The company is collaborating with Boeing on the development of key technologies to address mobility challenges in contested environments and across distributed military bases. The fan-in-wing (FIW) technology combines an embedded lift fan with a blended wing body design, enabling vertical lift agility without sacrificing payload capacity and aerodynamic efficiency associated with today’s fixed-wing aircraft.

The updated rendering of the SPRINT demonstrator is consistent with the previously released version, featuring a blended-wing platform with a V-tail and three lift fans arranged in a triangular configuration. The revised render showcases streamlined intakes for the main engines underneath the body.

In addition, Aurora reports the completion of the first of three major test events scheduled for the current phase of the SPRINT program earlier this year.

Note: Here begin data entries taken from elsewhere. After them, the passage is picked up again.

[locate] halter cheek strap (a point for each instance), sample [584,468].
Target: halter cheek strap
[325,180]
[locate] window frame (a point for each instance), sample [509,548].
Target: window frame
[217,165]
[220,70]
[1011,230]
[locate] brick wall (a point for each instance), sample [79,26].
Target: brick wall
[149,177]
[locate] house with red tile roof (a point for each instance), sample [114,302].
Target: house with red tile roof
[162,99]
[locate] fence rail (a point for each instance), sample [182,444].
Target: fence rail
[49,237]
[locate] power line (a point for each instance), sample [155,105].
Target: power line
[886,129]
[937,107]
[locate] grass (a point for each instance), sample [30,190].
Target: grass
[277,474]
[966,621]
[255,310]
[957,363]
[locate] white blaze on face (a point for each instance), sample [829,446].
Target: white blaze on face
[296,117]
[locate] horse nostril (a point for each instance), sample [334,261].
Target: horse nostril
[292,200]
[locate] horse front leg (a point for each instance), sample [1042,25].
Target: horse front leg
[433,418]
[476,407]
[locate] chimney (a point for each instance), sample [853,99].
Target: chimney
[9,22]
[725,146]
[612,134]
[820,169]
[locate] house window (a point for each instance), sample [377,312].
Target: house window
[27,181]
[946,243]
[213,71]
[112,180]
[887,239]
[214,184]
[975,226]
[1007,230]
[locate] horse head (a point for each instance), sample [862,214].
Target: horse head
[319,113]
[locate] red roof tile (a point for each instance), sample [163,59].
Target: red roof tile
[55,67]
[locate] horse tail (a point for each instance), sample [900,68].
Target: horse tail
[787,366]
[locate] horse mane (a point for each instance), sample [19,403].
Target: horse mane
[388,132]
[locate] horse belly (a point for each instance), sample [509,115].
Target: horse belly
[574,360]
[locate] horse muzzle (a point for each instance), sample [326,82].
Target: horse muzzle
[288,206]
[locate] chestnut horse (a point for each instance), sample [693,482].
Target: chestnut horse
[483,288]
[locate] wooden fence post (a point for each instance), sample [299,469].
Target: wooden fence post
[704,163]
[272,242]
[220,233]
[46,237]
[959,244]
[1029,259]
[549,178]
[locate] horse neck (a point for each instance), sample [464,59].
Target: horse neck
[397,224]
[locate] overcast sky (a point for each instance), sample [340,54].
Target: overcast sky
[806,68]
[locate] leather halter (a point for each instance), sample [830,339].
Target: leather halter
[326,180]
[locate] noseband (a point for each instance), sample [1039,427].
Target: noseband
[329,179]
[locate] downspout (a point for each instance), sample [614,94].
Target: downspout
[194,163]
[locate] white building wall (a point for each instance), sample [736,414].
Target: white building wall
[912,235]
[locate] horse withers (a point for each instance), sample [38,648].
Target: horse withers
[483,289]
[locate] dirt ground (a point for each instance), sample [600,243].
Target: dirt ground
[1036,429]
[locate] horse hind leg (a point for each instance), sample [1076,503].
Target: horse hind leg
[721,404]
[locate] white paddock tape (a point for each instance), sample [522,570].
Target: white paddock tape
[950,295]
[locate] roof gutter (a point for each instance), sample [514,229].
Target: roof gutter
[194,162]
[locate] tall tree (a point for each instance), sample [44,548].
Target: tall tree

This test, conducted using a 4.6-ft wingspan model with three lift fans, demonstrated the feasibility of the FIW technology, with negligible suck-down effects created by the lift fans in hover and appropriate landing gear height to minimise adverse pitching moments during ground operations. Further wind tunnel tests are planned for late 2024 and early 2025 to model aerodynamic effects.

The technology demonstrated in the SPRINT X-plane could be scaled to medium and heavy-lift aircraft, creating a future family of systems. For example, Aurora envisions a manned, 130-ft wingspan aircraft with four lift fans and a 40-ft payload bay. This FIW aircraft could meet or exceed the payloads, ranges, and speeds typical of fixed-wing military transport aircraft while delivering the tactical advantage of true vertical take-off and landing.

The newly released rendering of the larger fan-in-wing design concept from Aurora features significant changes from the 2023 version, including a tailless modified cranked kite platform with lower profile air intakes on top of the rear end of the central body. The design still includes four lift fans, two on either side of the central body.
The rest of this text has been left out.